Maina Kageni is very unhappy with Sakaja for crying in the public

Classic 105 presenter Maina Kageni

Radio host Maina Kageni recently voiced his disapproval of Nairobi Governor Johnson Sakaja for crying in public, stating that while it is not wrong for a man to cry, doing so publicly is not acceptable.

During their Tuesday morning conversation on Classic 105, Maina expressed his views, asserting that African men have become soft and weak, and should hold their emotions and express them in private, such as in the bedroom or the toilet.

"You cannot cry as an African man in public. African men have become so soft, so weak. When you start crying and your wife cries who is the leader? An African man should hold his emotions and wait to express them in the bedroom or the toilet. Your father cried a lot but you never saw him," Maina said.


Maina further commented that African men are supposed to display strength to those around them, and that there is something inherently wrong about African men crying in public.

He compared Kenyan men to Russian men, whom he perceives as very strong and not prone to public displays of emotion.

"You are supposed to show strength to those around you. There is something so wrong about African men crying in public. Kenyan men are like Russian men, very strong. You cannot go crying out in public.
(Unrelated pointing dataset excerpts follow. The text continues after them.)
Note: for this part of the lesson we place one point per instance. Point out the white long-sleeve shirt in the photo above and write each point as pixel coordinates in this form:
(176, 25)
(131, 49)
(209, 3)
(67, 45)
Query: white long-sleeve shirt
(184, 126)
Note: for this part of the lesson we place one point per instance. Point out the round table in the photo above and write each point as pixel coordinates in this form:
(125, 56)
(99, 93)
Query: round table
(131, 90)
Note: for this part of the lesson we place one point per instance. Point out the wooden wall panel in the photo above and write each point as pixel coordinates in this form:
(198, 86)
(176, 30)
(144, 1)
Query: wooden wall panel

It felt so strong," he said.


Maina's comments came in response to Governor Sakaja's emotional moment during the launch of the Nairobi School Feeding Programme at Roysambu Primary School.

Governor Sakaja was moved to tears while speaking about the programme, expressing his empathy for the children.

He wiped away tears and struggled to find the right words to convey his emotions, stating that it was the pain of these children that moved him.


President Ruto reassured the governor of the government's commitment to ending hunger in the country, expressing solidarity with Sakaja's sentiments.

Ruto emphasized the need to eliminate the shame of hunger in the republic and outlined the government's plans to grow more food and enhance the school feeding programme.

Sakaja's initiative aims to provide free meals to school children in public schools and ECDEs in Nairobi through the Dishi na County School Feeding Programme.

The governor has allocated a budget of Sh1.2 billion per annum for the program and initiated the construction of central kitchens in ten sub-counties.


The construction of the central kitchens is expected to be completed within ten weeks, with the first meal set to be served on the first day of the third term of the school year.

The sub-counties involved in the program include Dagoretti North, Embakasi Central, Embakasi South, Kasarani, Kibra, Makadara, Starehe, Roysambu, Ruaraka, and Westlands.